THE recent light spattering of rain was having little impact on the province’s drought concerns, University of Kwa­Zulu-Natal Professor Albert Modi said yesterday.

Modi, a crop scientist, said businesses and livelihoods were still at stake and more rain was needed to stave off a crisis.

The KZN Department of Co-operative Governance and Traditional Affairs (Cogta) said damage was running into millions of rands and the provincial cabinet has endorsed recommendations to declare disaster areas in all regions affected by severe droughts.

UMkhanyakude, uThungulu, Ilembe, Zululand, uMgungundlovu, Harry Gwala, uMzinyathi and uThukela have received rainfall well below average and this has affected water levels in various catchment areas.

Modi said the weather patterns have changed. “You can drive from Durban, for five kilometres you find that there is rain and in other parts there is no rain.
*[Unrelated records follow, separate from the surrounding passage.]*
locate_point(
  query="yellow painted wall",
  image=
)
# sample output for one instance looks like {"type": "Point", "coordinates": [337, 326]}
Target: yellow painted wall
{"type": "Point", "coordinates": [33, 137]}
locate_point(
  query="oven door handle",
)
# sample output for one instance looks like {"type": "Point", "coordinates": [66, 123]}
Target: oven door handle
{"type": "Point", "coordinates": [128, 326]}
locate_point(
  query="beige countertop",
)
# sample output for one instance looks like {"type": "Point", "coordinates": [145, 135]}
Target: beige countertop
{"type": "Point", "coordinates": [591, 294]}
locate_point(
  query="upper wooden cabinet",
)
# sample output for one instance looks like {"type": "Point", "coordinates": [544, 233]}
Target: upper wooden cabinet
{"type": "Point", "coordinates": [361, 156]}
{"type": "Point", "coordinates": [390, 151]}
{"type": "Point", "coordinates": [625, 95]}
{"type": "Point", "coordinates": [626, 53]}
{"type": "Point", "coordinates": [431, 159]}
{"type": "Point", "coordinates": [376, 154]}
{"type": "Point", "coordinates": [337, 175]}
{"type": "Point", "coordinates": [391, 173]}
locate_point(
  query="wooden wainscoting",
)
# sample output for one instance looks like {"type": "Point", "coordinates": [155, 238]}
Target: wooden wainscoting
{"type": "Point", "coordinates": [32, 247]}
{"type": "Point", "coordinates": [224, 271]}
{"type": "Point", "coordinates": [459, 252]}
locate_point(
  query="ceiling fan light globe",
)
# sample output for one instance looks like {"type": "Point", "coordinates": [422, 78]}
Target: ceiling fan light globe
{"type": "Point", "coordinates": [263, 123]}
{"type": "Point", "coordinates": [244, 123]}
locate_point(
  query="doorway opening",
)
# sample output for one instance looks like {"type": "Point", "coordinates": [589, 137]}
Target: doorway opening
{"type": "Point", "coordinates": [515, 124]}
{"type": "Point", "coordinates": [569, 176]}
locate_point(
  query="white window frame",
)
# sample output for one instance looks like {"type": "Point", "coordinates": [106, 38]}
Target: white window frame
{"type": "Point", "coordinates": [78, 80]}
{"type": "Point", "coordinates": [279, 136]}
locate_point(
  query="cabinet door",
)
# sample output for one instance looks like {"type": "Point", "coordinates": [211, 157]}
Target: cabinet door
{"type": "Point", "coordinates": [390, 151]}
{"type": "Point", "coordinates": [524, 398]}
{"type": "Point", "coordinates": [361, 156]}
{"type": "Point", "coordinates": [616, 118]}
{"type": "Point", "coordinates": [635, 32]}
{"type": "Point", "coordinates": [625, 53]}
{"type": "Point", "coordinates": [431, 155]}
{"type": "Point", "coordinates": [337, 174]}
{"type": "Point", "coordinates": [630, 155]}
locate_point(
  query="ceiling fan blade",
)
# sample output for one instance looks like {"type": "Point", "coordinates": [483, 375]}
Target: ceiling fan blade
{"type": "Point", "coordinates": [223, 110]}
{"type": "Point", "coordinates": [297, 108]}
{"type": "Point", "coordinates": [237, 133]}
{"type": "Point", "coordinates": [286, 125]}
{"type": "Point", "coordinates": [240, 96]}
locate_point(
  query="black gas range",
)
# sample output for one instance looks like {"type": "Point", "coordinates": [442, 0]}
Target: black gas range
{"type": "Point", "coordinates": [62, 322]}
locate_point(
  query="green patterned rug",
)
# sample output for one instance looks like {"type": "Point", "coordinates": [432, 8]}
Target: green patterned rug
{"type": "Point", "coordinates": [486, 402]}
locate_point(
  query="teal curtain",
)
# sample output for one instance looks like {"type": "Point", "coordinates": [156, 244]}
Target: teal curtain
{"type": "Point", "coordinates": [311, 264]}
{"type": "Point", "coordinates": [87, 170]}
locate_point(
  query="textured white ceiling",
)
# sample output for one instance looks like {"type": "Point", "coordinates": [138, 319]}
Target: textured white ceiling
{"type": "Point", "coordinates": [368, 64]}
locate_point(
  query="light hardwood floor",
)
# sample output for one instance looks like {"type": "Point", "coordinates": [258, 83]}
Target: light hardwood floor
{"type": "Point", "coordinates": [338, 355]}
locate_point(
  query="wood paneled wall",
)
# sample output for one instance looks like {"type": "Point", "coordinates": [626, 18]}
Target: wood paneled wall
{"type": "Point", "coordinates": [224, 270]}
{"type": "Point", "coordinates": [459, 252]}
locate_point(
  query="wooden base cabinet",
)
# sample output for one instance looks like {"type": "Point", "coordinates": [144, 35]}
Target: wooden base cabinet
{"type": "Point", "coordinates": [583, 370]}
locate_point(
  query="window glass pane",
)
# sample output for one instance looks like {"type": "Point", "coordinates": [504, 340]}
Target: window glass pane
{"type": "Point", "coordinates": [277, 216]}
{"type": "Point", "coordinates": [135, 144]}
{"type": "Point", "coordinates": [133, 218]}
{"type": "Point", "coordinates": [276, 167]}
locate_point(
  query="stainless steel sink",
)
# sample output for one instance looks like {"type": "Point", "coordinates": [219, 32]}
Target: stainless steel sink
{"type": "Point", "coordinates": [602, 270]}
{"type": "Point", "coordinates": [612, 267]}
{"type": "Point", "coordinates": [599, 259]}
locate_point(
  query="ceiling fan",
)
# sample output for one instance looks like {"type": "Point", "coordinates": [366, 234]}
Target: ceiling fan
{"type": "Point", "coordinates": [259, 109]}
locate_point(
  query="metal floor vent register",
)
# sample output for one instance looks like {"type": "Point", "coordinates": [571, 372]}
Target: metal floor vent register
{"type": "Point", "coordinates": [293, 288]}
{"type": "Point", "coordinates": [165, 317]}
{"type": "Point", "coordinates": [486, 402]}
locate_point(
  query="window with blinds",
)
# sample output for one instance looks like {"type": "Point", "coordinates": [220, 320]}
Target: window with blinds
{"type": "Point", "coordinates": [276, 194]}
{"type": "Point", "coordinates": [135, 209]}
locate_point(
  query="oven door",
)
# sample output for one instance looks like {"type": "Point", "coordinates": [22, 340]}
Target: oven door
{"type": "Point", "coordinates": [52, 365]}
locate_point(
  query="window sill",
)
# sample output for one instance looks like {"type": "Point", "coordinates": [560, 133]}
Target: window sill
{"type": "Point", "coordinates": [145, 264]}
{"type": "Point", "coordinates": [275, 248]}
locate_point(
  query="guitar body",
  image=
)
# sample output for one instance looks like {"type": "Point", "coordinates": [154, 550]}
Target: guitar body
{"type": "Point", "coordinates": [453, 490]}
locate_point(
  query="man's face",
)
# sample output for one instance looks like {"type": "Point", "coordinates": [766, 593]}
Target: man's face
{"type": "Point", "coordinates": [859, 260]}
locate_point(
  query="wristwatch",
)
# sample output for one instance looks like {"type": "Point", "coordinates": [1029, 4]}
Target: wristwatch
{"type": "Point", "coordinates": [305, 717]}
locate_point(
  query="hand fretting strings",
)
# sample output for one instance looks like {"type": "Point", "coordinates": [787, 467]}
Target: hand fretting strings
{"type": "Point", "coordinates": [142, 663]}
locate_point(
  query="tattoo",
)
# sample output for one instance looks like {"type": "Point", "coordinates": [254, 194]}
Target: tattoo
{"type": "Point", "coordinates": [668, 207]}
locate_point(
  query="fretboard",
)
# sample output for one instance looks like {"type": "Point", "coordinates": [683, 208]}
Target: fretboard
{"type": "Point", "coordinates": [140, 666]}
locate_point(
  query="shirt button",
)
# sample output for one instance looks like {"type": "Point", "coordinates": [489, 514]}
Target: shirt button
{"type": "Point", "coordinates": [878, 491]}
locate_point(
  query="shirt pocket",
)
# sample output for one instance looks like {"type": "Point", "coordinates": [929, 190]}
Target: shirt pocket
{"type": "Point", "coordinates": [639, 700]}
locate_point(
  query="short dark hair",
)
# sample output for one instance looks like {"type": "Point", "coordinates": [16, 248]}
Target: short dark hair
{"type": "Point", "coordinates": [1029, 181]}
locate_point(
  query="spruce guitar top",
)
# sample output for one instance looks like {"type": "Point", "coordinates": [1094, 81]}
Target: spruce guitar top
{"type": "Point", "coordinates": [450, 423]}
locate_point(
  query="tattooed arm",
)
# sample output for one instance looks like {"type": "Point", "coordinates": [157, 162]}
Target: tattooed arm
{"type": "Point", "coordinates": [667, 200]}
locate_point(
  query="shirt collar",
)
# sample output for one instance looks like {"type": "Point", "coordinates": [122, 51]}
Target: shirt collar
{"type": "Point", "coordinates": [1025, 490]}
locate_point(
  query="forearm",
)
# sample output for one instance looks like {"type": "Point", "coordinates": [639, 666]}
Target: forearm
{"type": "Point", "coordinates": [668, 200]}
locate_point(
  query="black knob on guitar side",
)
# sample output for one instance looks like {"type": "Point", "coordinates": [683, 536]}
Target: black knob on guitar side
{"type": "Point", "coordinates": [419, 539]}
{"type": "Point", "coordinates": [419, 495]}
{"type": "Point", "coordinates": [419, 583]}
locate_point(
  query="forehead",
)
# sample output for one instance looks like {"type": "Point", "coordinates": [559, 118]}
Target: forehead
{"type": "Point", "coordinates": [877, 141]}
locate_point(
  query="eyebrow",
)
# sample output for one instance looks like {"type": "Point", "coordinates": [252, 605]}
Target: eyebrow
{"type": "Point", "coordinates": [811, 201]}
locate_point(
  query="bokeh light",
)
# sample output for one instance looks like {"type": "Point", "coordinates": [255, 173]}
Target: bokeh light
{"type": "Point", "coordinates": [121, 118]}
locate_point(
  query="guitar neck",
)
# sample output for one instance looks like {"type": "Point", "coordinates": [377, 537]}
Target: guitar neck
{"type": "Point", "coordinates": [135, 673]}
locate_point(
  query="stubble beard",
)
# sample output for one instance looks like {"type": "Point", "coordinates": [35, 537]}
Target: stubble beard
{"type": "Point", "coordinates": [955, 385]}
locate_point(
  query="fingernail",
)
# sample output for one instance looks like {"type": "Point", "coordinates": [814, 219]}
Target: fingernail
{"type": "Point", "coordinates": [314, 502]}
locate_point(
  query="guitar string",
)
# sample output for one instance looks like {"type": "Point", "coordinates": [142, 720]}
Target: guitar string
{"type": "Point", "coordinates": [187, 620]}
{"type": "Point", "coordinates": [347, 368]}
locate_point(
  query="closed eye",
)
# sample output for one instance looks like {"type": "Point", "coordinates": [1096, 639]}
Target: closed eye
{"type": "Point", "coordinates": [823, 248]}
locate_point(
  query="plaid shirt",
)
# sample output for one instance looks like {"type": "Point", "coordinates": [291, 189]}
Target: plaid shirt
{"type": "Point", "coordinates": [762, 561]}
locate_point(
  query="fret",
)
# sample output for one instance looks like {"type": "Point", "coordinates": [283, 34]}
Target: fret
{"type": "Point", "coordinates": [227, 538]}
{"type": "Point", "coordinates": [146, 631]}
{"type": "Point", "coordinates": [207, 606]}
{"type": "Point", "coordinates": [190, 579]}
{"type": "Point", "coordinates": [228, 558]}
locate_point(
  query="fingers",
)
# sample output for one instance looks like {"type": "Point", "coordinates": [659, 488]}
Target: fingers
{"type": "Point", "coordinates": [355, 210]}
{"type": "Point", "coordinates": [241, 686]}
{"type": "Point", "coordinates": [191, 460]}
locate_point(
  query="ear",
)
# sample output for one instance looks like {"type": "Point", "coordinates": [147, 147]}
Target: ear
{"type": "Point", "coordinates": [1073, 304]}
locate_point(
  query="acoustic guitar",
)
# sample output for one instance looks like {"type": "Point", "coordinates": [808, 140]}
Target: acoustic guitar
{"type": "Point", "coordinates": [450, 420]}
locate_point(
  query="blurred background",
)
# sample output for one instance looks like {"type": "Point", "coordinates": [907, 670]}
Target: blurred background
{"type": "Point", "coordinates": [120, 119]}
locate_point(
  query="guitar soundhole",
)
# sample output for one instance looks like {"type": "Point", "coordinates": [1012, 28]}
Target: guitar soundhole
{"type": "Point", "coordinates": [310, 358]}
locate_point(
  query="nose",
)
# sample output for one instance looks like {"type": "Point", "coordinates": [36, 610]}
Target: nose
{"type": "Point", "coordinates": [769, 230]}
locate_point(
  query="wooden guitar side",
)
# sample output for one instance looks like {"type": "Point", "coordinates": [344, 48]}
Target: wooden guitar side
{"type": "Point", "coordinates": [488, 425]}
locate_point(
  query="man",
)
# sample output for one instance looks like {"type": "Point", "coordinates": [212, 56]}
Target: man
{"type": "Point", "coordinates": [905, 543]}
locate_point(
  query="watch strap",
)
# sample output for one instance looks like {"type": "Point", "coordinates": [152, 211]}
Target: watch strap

Some farmers will get rain, some will not get any and others will get floods,” he said.

He said normally the country ­received about 450 mm of rain on average, and the majority of this rain falls within the eastern seaboard of the country with KwaZulu-Natal getting the ­lion’s share of the rainfall.

He said below-average rainfall over a sustained period meant the amount of water that is stored declined.

And to make matters worse, because of the long dry periods water was lost through evaporation, he said.

“Because of the change in weather patterns, there are floods, and water stored is lost through irrigation.”

Cogta MEC Nomusa Dube-Ncube said they estimate the drought had caused damage to the tune of R400 million.

“Our preliminary assessment of damages to the province, especially to livestock and crops, currently stands at R400 million but this is by no means the final tally as our assessment teams continue to take stock of the water crisis on the ground,” said Dube-Ncube.

“The effects of droughts are now treated as an emergency with all our capacity being placed at the disposal of the affected regions. The declaration of disaster areas also opens the way for additional assistance and funding for KZN from the national government,” said Dube-Ncube.

She said communities should play their part by conserving the little water that is still available.